Viewing a higher-tier user profile writes a false 'security.privilege_violation' audit + security-log entry

Area: Admin deep-dive (trust/safety) (audit p15a) · Surface: GET /admin/users/{id} (AdminUserController@show via Concerns/ModifiesUsers::assertCanModify) · Dimension: security · Severity: minor

Whenever a role-4 admin merely opens the profile page of a super-admin (role 5), the system records a 'security.privilege_violation' entry in the tamper-evident append-only audit log and emits a security WARNING, plus flashes a permission-denied error to a read that actually succeeded. This poisons the audit trail / SIEM signal with false positives on a benign read and degrades the value of genuine privilege-violation alerts.
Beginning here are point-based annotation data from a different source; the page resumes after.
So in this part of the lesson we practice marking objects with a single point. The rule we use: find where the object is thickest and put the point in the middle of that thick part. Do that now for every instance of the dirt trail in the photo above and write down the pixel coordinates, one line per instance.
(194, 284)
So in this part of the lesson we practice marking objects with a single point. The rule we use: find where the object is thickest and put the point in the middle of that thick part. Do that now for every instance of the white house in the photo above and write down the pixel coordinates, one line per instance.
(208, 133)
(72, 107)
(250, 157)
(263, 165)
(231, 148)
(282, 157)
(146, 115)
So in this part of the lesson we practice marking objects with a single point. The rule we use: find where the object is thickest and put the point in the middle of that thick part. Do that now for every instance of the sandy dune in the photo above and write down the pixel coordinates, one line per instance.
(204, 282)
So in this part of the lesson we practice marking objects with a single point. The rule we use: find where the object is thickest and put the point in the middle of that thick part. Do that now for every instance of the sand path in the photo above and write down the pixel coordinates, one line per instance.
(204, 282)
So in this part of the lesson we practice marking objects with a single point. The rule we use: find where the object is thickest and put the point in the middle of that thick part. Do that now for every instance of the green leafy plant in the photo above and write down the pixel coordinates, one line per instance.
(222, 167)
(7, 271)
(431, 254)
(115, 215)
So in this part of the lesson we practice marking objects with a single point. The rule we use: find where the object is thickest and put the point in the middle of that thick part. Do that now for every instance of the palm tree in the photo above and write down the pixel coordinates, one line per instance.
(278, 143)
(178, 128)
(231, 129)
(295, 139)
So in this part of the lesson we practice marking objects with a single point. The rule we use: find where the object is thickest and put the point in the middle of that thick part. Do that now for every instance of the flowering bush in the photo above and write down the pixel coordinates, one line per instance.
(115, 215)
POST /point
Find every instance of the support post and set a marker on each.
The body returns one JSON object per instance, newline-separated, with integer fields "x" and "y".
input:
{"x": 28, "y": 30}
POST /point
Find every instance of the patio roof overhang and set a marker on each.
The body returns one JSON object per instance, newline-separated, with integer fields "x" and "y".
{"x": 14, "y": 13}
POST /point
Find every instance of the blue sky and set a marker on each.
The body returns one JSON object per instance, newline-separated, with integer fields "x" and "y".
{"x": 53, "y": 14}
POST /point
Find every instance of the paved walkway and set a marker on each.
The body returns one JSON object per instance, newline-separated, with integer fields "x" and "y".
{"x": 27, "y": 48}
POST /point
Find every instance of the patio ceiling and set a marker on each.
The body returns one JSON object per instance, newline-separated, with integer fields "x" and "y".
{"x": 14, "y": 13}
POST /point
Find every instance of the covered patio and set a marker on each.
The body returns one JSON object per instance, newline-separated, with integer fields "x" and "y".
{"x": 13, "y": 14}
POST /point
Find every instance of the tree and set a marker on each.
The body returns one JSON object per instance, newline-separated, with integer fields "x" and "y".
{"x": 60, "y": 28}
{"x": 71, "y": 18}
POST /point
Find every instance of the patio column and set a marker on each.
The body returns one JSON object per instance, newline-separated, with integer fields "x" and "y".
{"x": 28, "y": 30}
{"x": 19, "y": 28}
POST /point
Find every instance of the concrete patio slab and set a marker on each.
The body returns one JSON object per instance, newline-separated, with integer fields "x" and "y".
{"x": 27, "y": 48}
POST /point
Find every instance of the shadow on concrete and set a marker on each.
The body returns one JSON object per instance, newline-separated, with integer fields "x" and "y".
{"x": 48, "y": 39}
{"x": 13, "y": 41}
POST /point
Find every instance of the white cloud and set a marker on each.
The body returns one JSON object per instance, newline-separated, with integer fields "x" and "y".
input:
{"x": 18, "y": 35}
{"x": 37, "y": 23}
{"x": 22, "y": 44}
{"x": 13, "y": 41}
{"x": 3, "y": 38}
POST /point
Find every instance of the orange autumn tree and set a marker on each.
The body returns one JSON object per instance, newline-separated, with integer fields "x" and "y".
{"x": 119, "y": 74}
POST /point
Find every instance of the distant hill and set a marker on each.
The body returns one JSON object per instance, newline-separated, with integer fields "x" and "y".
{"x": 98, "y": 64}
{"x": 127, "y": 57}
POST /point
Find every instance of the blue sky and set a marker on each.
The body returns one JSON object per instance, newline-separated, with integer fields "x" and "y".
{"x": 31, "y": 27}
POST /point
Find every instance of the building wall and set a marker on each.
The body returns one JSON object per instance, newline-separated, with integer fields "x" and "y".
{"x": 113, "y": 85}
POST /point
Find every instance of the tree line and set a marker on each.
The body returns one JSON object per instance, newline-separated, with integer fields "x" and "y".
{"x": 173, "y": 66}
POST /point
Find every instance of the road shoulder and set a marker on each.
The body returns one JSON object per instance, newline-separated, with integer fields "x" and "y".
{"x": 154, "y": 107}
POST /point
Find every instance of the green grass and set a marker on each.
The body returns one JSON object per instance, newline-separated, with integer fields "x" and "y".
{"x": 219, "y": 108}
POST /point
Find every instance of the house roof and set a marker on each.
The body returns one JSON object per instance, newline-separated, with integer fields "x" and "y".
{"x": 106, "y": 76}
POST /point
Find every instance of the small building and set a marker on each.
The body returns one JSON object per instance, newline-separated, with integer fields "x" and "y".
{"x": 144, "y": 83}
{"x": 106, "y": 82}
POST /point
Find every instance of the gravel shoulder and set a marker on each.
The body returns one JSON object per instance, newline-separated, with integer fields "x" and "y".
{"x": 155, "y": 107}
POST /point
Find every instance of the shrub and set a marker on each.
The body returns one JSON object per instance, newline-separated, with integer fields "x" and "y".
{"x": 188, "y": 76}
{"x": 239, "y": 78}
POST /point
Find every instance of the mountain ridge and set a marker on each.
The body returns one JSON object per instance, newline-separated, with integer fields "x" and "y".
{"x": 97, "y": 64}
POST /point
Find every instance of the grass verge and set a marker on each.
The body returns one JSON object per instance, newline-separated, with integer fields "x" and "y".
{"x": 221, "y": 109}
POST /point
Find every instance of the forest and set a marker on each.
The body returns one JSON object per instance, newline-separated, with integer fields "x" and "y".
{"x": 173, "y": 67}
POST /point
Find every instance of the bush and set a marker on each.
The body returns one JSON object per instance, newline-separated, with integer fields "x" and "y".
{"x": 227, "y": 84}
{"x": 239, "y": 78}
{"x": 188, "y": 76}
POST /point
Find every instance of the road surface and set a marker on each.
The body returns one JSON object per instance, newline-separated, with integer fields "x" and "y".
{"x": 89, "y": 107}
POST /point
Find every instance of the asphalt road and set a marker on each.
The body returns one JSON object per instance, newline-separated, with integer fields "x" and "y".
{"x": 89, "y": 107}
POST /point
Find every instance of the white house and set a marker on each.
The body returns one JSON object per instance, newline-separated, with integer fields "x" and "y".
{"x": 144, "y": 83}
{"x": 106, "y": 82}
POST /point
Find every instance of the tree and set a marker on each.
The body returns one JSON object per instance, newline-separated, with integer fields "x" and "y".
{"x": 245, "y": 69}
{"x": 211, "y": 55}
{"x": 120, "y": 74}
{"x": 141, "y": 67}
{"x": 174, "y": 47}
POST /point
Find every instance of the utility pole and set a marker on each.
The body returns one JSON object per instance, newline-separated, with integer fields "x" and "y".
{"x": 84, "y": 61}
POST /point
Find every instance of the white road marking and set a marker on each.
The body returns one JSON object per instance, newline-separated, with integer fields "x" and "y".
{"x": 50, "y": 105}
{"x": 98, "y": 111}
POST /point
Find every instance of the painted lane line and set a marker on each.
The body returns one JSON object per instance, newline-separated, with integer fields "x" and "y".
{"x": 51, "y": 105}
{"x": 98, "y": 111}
OWASP A09 Security Logging integrity (false events).

Evidence

AdminUserController.php:124 calls `$canModify = $this->assertCanModify($targetUser, 'view');` purely to decide whether to render action buttons. assertCanModify (Concerns/ModifiesUsers.php:37-55) is not a pure predicate — on the deny path it writes an append-only audit row and a security-log WARNING:
  AuditLog::record($actor['id'], 'security.privilege_violation', "Attempted to view user #{...} (role {...})", ...)
  $this->logger->security('WARNING', 'Privilege ceiling violation', [...])
  $this->flash('error', 'You do not have permission to perform this action on that user.')

Suggested fix. Add a side-effect-free permission check (e.g. a `canModify(array $target): bool` that just compares roles) for read/render gating, and reserve assertCanModify (which logs + flashes) for actual mutation attempts.

Filed by the automated tenant-app audit and adversarially evidence-verified. Status: verified. Open — not yet actioned.